Given a plane $p_1$ to have the equation $x+2y-3z=0$ with points $B = (0,3,2), M = (1.5,3,2.5)$. Another plane $p_2$ has a perpendicular distance of $0.5$ with $p_1$. State the possible Cartesian equations of $p_2$.
I think I used a wrong way but got the correct answer, I let $Q$ be a point $(x,y,z)$ on $p_2$, and I know $BQ = (x,y-3,z-2)$ then i use length of projection formula to get $$|x+2y-3z| = \frac{2}{\sqrt{14}}$$
Then I let $x = \frac{2}{\sqrt{14}}, y = 0, z=0$ to get a point $Q$.
The plane $p_2$ is parallel to $p_1$ so it is of the form $x+2y-3z=c$.
The plane $p_1$ passes through the origin so the distance of $p_1$ and $p_2$ is equal to the distance of the origin and $p_2$.

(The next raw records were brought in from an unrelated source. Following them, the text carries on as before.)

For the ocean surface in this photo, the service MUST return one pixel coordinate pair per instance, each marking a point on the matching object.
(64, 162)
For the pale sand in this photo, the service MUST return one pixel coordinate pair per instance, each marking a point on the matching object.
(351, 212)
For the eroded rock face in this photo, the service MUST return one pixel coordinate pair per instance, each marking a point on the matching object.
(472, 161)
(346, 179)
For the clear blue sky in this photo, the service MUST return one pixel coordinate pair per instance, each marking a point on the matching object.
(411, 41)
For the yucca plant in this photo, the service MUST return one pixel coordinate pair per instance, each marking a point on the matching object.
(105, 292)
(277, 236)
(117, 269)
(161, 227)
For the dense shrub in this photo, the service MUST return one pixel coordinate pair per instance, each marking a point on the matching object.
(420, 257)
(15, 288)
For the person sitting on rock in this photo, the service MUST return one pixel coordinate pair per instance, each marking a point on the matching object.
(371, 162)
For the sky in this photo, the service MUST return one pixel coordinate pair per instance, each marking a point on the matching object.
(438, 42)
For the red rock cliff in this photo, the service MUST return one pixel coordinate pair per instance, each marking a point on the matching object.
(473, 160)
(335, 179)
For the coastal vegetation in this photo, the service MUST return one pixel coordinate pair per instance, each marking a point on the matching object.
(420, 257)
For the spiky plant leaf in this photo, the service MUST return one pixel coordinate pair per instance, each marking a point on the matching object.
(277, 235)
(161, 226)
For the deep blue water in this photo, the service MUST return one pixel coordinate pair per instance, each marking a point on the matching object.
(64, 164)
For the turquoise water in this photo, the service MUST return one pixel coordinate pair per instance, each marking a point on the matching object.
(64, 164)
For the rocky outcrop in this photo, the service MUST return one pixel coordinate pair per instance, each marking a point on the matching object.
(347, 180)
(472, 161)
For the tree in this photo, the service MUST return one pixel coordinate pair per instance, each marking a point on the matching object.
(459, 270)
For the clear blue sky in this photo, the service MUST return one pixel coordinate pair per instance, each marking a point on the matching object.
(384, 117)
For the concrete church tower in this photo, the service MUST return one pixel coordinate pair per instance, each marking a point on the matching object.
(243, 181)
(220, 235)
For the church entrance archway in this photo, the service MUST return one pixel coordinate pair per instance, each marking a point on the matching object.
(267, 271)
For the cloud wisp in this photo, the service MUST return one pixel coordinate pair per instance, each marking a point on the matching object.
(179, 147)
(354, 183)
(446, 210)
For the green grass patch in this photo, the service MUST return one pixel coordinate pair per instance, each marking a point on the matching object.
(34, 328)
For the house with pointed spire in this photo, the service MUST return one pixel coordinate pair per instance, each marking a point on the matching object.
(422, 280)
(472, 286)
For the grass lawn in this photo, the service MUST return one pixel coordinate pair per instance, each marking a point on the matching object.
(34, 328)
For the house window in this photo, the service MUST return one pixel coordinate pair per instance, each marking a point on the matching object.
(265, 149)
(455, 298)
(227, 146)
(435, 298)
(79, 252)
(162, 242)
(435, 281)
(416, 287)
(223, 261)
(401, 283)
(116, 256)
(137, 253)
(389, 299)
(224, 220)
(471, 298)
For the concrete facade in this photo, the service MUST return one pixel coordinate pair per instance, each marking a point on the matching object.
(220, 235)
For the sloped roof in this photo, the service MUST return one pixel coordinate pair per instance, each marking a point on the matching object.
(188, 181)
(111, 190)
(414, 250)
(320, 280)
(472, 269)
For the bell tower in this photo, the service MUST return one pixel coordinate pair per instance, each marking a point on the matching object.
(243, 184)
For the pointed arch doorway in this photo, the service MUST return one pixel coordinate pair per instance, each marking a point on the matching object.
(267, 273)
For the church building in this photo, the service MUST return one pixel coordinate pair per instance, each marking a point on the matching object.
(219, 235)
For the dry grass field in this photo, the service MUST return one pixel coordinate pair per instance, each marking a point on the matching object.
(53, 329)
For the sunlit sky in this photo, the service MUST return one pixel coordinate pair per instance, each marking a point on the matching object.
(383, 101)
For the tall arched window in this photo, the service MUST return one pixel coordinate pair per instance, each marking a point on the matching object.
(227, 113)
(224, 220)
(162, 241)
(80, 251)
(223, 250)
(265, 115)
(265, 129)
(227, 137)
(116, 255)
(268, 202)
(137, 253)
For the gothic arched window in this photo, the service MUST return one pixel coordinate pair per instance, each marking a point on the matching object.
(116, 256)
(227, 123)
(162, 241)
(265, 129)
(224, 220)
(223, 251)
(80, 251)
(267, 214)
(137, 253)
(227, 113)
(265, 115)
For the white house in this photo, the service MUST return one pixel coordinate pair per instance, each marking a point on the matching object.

Distance of a plane $Ax+By+Cz = D$ from the origin is given by $\frac{|D|}{\sqrt{A^2+B^2+C^2}}$ so in this case we have
$$0.5 = d(0, p_2) = \frac{|c|}{\sqrt{1^2+2^2+3^2}} = \frac{|c|}{\sqrt{14}}$$
so $c = \pm \frac{\sqrt{14}}2$. Therefore $p_2$ is given by $x+2y-3z=\pm \frac{\sqrt{14}}2$.